Acclaimed journalist, New York Times columnist and bestselling author Frank Bruni ’86 launched his journalism career as a student reporter at Carolina. Now, Bruni is returning to his alma mater to send off the next generation of graduating Tar Heels.
Bruni, who writes candidly about some of the most pressing issues in politics, culture and higher education, will deliver the keynote address at Carolina’s Spring Commencement on May 10 at Kenan Stadium.
“If you had told me when I graduated that I would be the Commencement speaker someday, I would’ve thought that was ridiculous,” he said. “It kind of blows my mind.”
Chancellor Kevin M. Guskiewicz invited Bruni back to Carolina to share a unique perspective with the graduates as they begin the next chapter of their lives.
“We are honored to have Carolina alumnus Frank Bruni as the Commencement speaker for the Class of 2020,” Guskiewicz said. “An active member of our campus community, Frank has written extensively on important issues facing our country, as well as the changing landscape of higher education. I am excited to hear him share his story. Thank you to the Commencement Speaker Selection Committee for their hard work to help select a speaker who will inspire our students to take the knowledge they have gained here and use it to serve our state, our nation and the world.”
Bruni has written for the New York Times since 1995 and over that time has served as an op-ed columnist, White House correspondent, Rome bureau chief and the chief restaurant critic. He is also the author of three New York Times bestselling books, including his 2015 book on college admissions, “Where You Go is Not Who You’ll Be.”
Starting out as a reporter for the Daily Tar Heel — Bruni’s “center of gravity” at Carolina — he never imagined that his career would lead him to such extraordinary places. He has followed stories to London with actress Vanessa Redgrave, to the presidential campaign trail, and to exclusive dinners with some of the world’s most famous politicians and religious heads of state.
But Bruni, who studied English and was a Morehead-Cain Scholar, credits UNC-Chapel Hill for opening his eyes to diverse people and experiences, laying the foundation for his writing career.
“For me, Carolina was an enormous widening of my world,” he said. “I feel like my friends and classmates at Carolina represented a cross section of American society that you don’t find at a lot of other universities, and I think that opened my eyes in important ways. It was especially valuable to me as someone who wound up being a journalist writing about America.”
As Bruni reflects on his time in Chapel Hill, he remembers it as the home of a distinguished faculty and a wealth of learning opportunities.
“It was a place where if you became interested in something and if you put energy into it, you saw opportunities open up,” he said. “You had faculty members who took a personal interest in you. You had course offerings that let you explore intellectually to a degree that you can’t at many schools in the country.”

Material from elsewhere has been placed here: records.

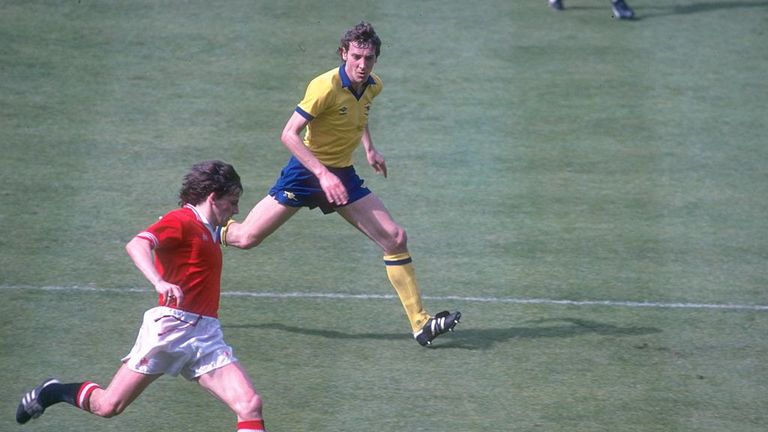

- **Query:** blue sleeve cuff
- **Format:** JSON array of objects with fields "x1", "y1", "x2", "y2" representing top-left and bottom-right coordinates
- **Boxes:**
[{"x1": 295, "y1": 106, "x2": 314, "y2": 120}]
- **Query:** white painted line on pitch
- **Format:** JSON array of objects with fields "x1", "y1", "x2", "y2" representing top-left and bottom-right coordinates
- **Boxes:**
[{"x1": 2, "y1": 284, "x2": 768, "y2": 312}]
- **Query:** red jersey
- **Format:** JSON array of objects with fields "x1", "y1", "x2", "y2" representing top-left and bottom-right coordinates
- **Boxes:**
[{"x1": 137, "y1": 204, "x2": 222, "y2": 317}]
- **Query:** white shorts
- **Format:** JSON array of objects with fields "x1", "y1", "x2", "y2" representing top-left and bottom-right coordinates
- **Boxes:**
[{"x1": 122, "y1": 306, "x2": 238, "y2": 380}]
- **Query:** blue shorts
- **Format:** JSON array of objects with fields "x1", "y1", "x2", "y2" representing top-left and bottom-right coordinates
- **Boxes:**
[{"x1": 269, "y1": 157, "x2": 371, "y2": 214}]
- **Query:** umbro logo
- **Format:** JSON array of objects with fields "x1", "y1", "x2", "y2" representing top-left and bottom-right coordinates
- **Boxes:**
[{"x1": 339, "y1": 106, "x2": 348, "y2": 115}]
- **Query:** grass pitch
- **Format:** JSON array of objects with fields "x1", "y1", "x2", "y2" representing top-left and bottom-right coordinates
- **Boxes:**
[{"x1": 2, "y1": 1, "x2": 768, "y2": 431}]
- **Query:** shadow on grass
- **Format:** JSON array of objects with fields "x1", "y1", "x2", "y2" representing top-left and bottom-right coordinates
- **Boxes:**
[
  {"x1": 559, "y1": 1, "x2": 768, "y2": 20},
  {"x1": 225, "y1": 318, "x2": 660, "y2": 351},
  {"x1": 441, "y1": 318, "x2": 661, "y2": 350},
  {"x1": 650, "y1": 1, "x2": 768, "y2": 19}
]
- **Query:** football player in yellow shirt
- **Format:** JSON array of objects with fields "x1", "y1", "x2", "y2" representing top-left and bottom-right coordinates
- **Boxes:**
[{"x1": 225, "y1": 21, "x2": 460, "y2": 347}]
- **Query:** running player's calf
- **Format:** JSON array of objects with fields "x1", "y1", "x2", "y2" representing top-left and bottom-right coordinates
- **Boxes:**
[{"x1": 16, "y1": 379, "x2": 99, "y2": 424}]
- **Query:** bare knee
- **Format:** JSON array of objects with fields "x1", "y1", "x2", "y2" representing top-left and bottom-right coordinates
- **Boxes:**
[
  {"x1": 394, "y1": 226, "x2": 408, "y2": 250},
  {"x1": 232, "y1": 393, "x2": 264, "y2": 419},
  {"x1": 382, "y1": 225, "x2": 408, "y2": 254},
  {"x1": 90, "y1": 398, "x2": 127, "y2": 418}
]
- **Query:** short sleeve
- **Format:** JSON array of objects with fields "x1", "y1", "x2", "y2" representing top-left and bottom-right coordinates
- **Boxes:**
[
  {"x1": 141, "y1": 213, "x2": 183, "y2": 250},
  {"x1": 297, "y1": 75, "x2": 334, "y2": 119}
]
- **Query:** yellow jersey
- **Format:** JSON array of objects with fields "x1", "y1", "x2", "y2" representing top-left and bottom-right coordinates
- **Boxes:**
[{"x1": 295, "y1": 65, "x2": 382, "y2": 167}]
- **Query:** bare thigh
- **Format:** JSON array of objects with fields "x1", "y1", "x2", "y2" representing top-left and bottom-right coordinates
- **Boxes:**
[
  {"x1": 197, "y1": 362, "x2": 263, "y2": 421},
  {"x1": 336, "y1": 193, "x2": 407, "y2": 254}
]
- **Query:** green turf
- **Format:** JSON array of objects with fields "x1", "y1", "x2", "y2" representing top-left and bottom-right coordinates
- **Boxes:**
[{"x1": 2, "y1": 1, "x2": 768, "y2": 431}]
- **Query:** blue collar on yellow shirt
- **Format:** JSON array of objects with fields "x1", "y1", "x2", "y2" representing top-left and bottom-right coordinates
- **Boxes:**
[{"x1": 339, "y1": 64, "x2": 376, "y2": 99}]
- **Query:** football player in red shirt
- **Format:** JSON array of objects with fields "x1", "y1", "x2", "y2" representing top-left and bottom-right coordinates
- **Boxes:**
[{"x1": 16, "y1": 160, "x2": 267, "y2": 432}]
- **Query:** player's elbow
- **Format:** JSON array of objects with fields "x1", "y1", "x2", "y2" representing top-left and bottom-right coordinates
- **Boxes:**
[
  {"x1": 280, "y1": 129, "x2": 298, "y2": 149},
  {"x1": 125, "y1": 237, "x2": 145, "y2": 258}
]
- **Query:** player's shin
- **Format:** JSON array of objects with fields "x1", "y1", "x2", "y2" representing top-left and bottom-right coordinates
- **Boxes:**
[{"x1": 384, "y1": 253, "x2": 431, "y2": 333}]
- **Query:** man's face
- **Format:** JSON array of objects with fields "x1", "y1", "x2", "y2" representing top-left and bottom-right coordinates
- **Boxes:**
[
  {"x1": 211, "y1": 190, "x2": 240, "y2": 226},
  {"x1": 341, "y1": 42, "x2": 377, "y2": 86}
]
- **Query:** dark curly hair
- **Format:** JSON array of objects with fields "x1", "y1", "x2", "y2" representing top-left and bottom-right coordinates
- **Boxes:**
[
  {"x1": 338, "y1": 21, "x2": 381, "y2": 59},
  {"x1": 178, "y1": 160, "x2": 242, "y2": 206}
]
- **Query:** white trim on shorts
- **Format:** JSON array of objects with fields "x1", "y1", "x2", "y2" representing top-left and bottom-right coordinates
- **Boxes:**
[{"x1": 122, "y1": 306, "x2": 238, "y2": 380}]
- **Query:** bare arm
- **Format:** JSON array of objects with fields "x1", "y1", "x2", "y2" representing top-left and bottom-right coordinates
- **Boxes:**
[
  {"x1": 125, "y1": 236, "x2": 184, "y2": 306},
  {"x1": 280, "y1": 111, "x2": 349, "y2": 205},
  {"x1": 361, "y1": 124, "x2": 387, "y2": 178}
]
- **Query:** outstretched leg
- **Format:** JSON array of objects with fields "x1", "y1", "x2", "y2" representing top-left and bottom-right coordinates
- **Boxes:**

Bruni has returned to UNC-Chapel Hill several times since he graduated, including to deliver the 2015 Eve Carson Memorial Lecture and to discuss political discourse on the stage with former UNC System President Margaret Spellings at an event hosted by the UNC Institute of Politics in 2018. As a member of the Chancellor’s Think Tank, a group of thought leaders who provide counsel about Carolina, Bruni has provided valuable insight on challenges and opportunities for the University.
Ahead of graduation in May, Bruni encourages Tar Heels to reflect on the value of their Carolina education.
“[Higher education] teaches you how to experience, process and assess the world in a way that has much more meaning than just a casual, flitting view of life,” he said. “And I think for those students who are leaving UNC, if they reflect intelligently on what they’ve seen and continue to internalize as they go forward, they are about to become much more deeply satisfied and much more productive members of society.”